• Ancien atelier en cours de transformation en loft,  Paris 20ème. Octobre 2000.

     

    A Ménilmontant dans les années 60, on dénombrait un seul WC pour 196 habitants, et il était courant de vivre à 6 ou 7 dans 9 m2. Il y a alors un afflux massif de population : les campagnes se vident, ... toutes les 4 minutes, un provincial arrive à Paris et les rapatriés d'Algérie débarquent dans les banlieues.

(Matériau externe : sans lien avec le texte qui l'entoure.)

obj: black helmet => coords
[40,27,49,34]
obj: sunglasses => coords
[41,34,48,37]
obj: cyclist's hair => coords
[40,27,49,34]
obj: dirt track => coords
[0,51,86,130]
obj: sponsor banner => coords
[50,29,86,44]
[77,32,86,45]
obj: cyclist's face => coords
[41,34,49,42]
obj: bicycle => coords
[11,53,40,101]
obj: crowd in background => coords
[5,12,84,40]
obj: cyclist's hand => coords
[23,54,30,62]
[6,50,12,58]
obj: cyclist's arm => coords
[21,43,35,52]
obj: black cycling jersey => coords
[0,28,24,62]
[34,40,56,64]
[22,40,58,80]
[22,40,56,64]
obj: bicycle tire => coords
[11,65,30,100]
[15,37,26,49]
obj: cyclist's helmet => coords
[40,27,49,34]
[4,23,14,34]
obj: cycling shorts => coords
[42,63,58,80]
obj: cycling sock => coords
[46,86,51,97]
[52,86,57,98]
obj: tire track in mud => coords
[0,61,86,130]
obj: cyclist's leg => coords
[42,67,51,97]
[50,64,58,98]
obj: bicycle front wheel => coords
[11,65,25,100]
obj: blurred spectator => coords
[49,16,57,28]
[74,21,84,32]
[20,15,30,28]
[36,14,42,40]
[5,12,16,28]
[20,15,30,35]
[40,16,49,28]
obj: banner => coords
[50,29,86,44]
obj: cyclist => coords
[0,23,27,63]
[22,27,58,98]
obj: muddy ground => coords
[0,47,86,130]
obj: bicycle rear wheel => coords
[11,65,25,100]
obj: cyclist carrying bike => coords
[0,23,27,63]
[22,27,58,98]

    L'Etat décide donc la construction de "grands ensembles", inspirés des théories urbanistiques du Corbusier. Ils rencontrent au départ un grand succès. Mais on est loin de l'original, car on rogne sur les prix et donc sur la qualité. On construit en préfabriqué, à la va-vite: un logement de 3 pièces est livré toute les heures ! Et rapidement, ce type d'habitat soulève des problèmes: les barres trop vite construites vieillissent mal, la répétition des mêmes modules crée la monotonie, ces grands ensembles virent à l'univers concentrationnaire, leurs habitants s'y ennuient, tombent dans une sorte de dépression à laquelle on donnera même un nom : c'est la sarcellite !

    Dès 1969, on voit l'apparition des premières "bandes de jeunes", en réponse au manque de loisirs, viendra ensuite le rap et ses codes: vestimentaire avec la casquette et la capuche et aussi le code des mots, de la façon de parler. Dans les cités, en 40 ans, le chômage sera multiplié par 10, la drogue devient très présente et certains quartiers virent aux zones de non-droit, où la police n'ose plus entrer ...

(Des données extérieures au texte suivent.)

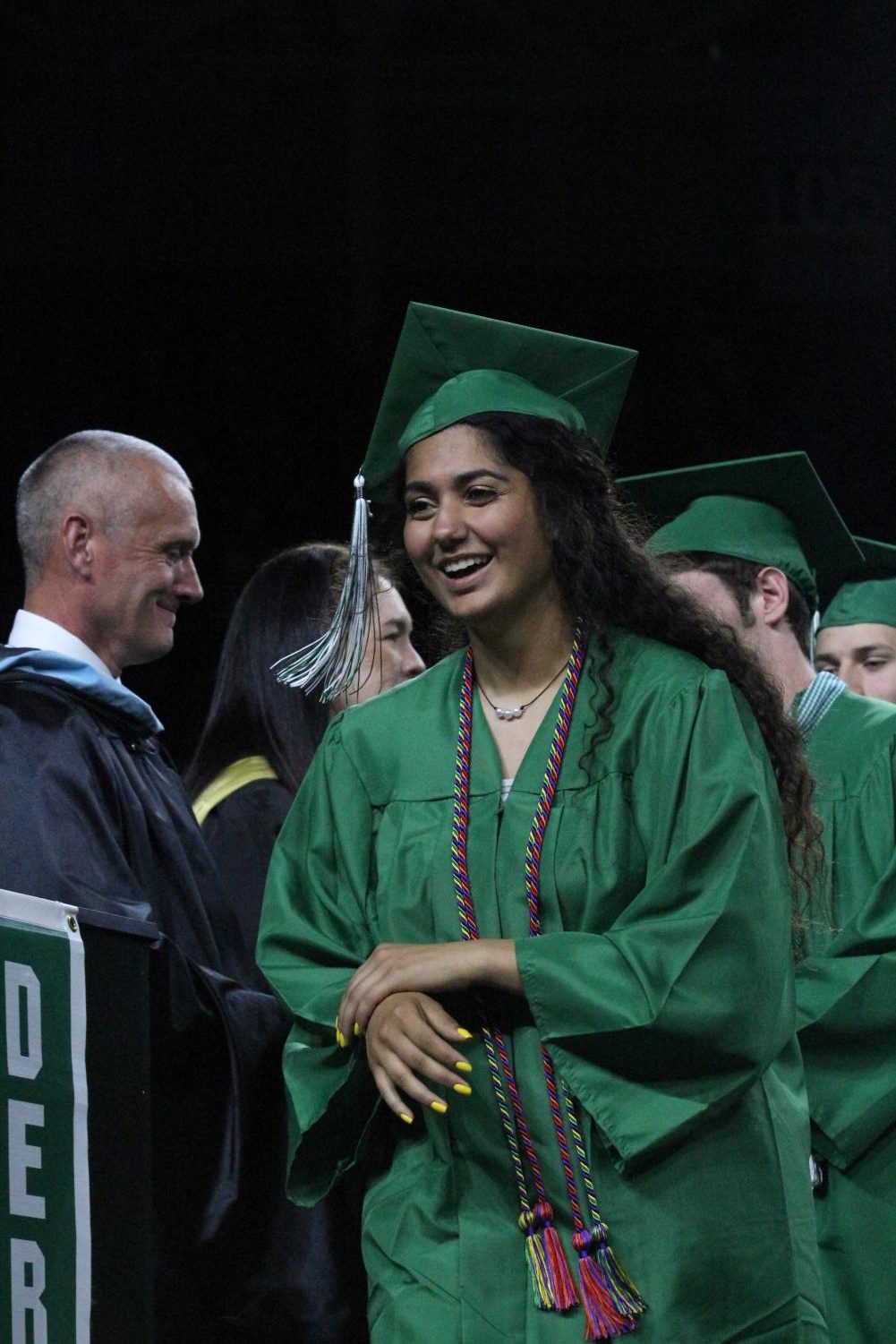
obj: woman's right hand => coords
[364,990,470,1125]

    Habiter au centre des villes devient aussi de plus en plus difficile. En 1960, vivre à Paris n'était pas un luxe car beaucoup de quartiers étaient plus ou moins insalubres.
    Mais désormais, l'espace étant compté, le moindre mètre carré prend de la valeur, le dernier étage autrefois réservé aux domestiques devient très recherché, tout comme les lofts, une mode venue des USA, avec de grands volumes, une absence de cloisons, un espace atypique ...

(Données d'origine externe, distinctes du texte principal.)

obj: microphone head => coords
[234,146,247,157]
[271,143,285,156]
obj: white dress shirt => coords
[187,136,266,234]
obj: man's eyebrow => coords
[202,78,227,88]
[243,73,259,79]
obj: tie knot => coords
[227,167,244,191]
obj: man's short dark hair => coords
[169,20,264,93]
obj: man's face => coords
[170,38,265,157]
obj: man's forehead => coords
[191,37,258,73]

    Parallèlement, Paris va connaître beaucoup, beaucoup trop de destructions ... alors qu'on aurait pu transformer en douceur des quartiers entiers.
    Un immeuble que l'on détruit, c'est 40 ans de vie qui partent en poussière en quelques heures ... tous les souvenirs de jeunesse qui s'évaporent brutalement ...

    A Paris, surtout dans les quartiers Est, l'on a détruit l'histoire des gens.



    >> Démolition des murs, démolition des vies.

    >> Démolition, reconstruction, la ville en chantier.

    >> Une rage de destruction.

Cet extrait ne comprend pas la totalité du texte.